Mahkemece, 1957, 1987 ve 1997 tarihli memleket haritası, hava fotoğrafları ve varsa amenajman planı ilgili yerlerden getirtilip, önceki bilirkişiler dışında halen Çevre ve Orman Bakanlığı (Orman ve Su İşleri Bakanlığı) ve bağlı birimlerinde görev yapmayan bu konuda uzman orman yüksek mühendisleri arasından seçilecek iki mühendis ve bir fen elemanı aracılığıyla yeniden yapılacak inceleme ve keşifte, çekişmeli taşınmaz ile birlikte çevre araziye de uygulanmak suretiyle taşınmazın öncesinin bu belgelerde ne şekilde nitelendirildiği belirlenmeli; 3116, 4785 ve 5658 sayılı kanunlar karşısındaki durumu saptanmalı; tapu ve zilyedlikle ormandan toprak kazanma olanağı sağlayan 3402 sayılı Kanunun 45. maddesinin
ilgili fıkraları, Anayasa Mahkemesinin 01.06.1988 gün ve 31/13 E.K.; 14.03.1989 gün ve 35/13 E.K. ve 13.06.1989 gün ve 7/25 E.K. sayılı kararları ile iptal edilmiş ve kalan fıkraları da 3/3/2005 gününde yürürlüğe giren 5304 sayılı Kanunun 14. maddesi ile yürürlükten kaldırılmış olduğundan, bu yollarla ormandan yer kazanılamayacağı, öncesi orman olan bir yerin üzerindeki orman bitki örtüsü yokedilmiş olsa dahi, salt orman toprağının orman sayılan yer olduğu düşünülmeli; toprak yapısı, bitki örtüsü ve çevresi incelenmeli; orman kadastrosu kesinleşmediğine göre, fen ve uzman orman bilirkişiler eliyle yerine uygulanacak kesinleşmemiş tahdit haritası ile irtibatlı, taşınmazın konumunu gösteren orijinal-renkli (renkli fotokopi) memleket haritasının ölçeği kadastro paftası ölçeğine, yine kadastro paftası ölçeği de memleket haritası ölçeğine çevrildikten sonra, her iki harita komşu ve yakın komşu parselleri de içine alacak şekilde birbiri üzerine aplike edilmek suretiyle, çekişmeli taşınmazın konumunu çevre parsellerle birlikte haritalar üzerinde gösterecekleri ayrı renklerle işaretli ve bilirkişilerin onayını taşıyan, duraksamaya yer vermeyecek nitelikte kroki düzenlettirilmeli ve oluşacak sonuç çerçevesinde bir karar verilmelidir.

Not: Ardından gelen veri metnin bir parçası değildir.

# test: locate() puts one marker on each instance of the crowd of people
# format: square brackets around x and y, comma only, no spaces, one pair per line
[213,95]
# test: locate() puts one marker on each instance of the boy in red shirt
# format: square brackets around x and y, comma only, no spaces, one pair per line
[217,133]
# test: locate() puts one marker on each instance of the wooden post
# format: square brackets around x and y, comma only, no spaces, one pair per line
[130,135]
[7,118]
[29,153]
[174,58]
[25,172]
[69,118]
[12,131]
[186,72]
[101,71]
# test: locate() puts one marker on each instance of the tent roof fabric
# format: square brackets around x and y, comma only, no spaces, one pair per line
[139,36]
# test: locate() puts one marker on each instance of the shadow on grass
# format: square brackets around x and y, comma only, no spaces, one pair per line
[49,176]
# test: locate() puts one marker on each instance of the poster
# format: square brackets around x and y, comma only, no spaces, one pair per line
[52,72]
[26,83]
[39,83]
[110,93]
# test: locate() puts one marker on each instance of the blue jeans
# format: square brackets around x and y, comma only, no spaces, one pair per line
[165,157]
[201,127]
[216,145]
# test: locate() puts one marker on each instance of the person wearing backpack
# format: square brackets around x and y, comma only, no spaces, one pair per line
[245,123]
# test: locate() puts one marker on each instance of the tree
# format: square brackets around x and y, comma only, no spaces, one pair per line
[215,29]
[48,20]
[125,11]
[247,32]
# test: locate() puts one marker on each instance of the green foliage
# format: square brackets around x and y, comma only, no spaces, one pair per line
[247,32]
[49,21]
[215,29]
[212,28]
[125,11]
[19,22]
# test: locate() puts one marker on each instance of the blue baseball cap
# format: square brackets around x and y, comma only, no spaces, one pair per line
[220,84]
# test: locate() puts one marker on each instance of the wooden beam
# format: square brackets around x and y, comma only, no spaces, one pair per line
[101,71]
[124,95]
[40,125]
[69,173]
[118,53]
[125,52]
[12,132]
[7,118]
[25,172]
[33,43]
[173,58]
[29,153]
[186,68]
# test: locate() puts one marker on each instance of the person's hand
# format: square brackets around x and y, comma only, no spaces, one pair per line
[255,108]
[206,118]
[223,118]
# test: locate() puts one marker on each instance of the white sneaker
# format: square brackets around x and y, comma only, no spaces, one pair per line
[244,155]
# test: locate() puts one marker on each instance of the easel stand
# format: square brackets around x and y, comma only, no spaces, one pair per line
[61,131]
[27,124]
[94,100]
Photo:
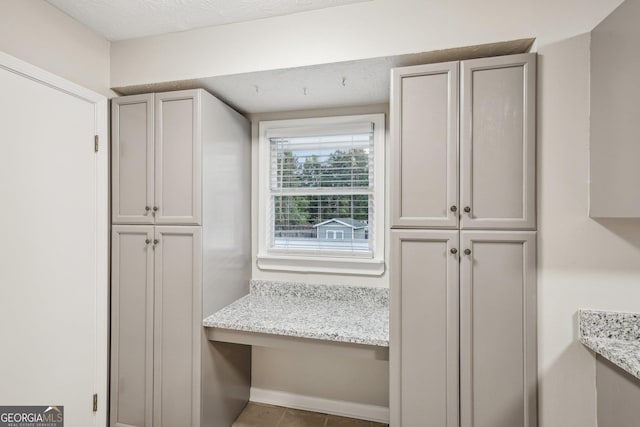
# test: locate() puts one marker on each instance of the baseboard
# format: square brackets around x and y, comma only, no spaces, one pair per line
[318,404]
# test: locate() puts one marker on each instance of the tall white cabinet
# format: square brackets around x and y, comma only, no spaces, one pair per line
[180,252]
[463,284]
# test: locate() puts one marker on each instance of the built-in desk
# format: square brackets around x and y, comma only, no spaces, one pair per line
[351,319]
[615,338]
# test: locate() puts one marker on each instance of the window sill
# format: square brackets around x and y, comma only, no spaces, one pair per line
[351,266]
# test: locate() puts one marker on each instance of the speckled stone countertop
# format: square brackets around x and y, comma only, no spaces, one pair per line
[350,314]
[614,336]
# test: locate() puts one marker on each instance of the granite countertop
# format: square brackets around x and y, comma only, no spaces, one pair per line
[614,336]
[350,314]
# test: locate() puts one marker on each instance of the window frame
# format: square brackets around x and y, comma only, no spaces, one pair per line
[268,259]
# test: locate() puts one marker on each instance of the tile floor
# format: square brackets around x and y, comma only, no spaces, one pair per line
[261,415]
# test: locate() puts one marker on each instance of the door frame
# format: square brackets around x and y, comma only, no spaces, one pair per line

Açıklanan hususlar gözetilmeksizin, eksik inceleme ve çelişkili bilirkişi raporlarına dayanılarak yazılı biçimde hüküm kurulması usûl ve kanuna aykırıdır.
SONUÇ: Yukarıda açıklanan nedenlerle, davacı ... Yönetiminin temyiz itirazlarının kabulüyle hükmün BOZULMASINA , alınan temyiz harcının istek halinde yatırana iadesine 08/05/2013 gününde oy birliği ile karar verildi.